I married Chuck after grad school. My unit of two became a unit of three. In the year or two before, after senior year, the law firm I had started at as a glorified legal gopher—I was often sent on late afternoon pretzel runs before the professor folded up his cart for the day—had paid enough that Jemmie and both ate, I even gained a lot of weight, which you tend to do when you’re not used to simply being able to eat as you please. When Edward arrived, to join Jemmie his sister, I felt like a twenty-six-year-old living the life of someone in her late forties. We were so settled, our unit of four. In a house off of a road where if a car went by at ten o’clock at night you felt an involuntary tug to either go to the window or say, “Who can that be?” I was very happy. We were all so happy.


And I used to wonder if it was better to be in a given stack of pretzels within that Plexiglass box that the professor had, if everything, to some degree, and it need not be human, might be imbued with a form of longing: If not the body of the beast of longing, then the tapered end of the tail—the fine point, a dotting-of-the-i in skin form.

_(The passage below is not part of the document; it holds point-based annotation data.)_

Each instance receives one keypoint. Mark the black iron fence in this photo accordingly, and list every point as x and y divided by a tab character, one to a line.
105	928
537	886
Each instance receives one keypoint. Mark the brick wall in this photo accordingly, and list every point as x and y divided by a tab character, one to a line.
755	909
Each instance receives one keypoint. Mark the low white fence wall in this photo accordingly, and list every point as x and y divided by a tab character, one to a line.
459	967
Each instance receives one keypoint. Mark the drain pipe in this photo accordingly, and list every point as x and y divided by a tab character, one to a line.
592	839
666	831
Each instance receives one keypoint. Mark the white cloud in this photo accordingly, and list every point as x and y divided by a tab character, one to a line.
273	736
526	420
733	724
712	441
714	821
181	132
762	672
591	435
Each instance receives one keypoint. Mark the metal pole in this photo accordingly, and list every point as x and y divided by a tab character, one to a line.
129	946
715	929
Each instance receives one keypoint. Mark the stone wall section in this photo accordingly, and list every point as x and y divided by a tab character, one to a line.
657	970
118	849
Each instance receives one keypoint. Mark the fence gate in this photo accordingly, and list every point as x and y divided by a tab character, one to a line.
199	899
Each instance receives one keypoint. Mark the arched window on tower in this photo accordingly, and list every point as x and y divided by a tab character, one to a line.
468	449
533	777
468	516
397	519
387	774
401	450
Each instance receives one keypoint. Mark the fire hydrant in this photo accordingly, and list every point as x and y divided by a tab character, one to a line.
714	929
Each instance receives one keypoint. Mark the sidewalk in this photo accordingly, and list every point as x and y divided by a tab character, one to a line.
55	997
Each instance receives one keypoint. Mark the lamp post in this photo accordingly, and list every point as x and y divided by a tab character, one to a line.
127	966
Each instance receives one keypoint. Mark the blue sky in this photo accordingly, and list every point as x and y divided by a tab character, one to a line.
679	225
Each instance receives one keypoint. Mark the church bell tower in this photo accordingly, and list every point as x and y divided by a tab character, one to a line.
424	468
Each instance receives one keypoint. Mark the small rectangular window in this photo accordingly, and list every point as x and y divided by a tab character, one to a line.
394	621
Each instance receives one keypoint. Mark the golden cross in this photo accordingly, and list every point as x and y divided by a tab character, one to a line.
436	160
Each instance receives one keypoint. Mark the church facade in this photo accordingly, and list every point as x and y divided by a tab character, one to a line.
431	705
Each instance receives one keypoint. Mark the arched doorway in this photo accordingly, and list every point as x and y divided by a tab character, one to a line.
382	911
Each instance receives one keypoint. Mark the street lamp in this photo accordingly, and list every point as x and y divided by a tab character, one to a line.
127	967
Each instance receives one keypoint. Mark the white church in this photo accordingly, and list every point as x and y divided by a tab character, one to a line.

I don’t know why I have always thought of longing as an iguana. But that’s what I had seen in my mind when I brought someone else home to hear Choam say, “got another one in the skillet, do you?” He fried a lot of eggs, and never stopped with the whole protein-egg-semen thing. I wasn’t going to have Jemmie. But each day I talked to a man who gave me a pretzel, or a lunch, I’d put off what I thought I had decided to do for another day. “You still have time,” he’d say. And each time I responded, “I do, don’t I?” I also thought my child did as well, I was ceding her time, and now she probably had a taste for it already. All over some pretzels.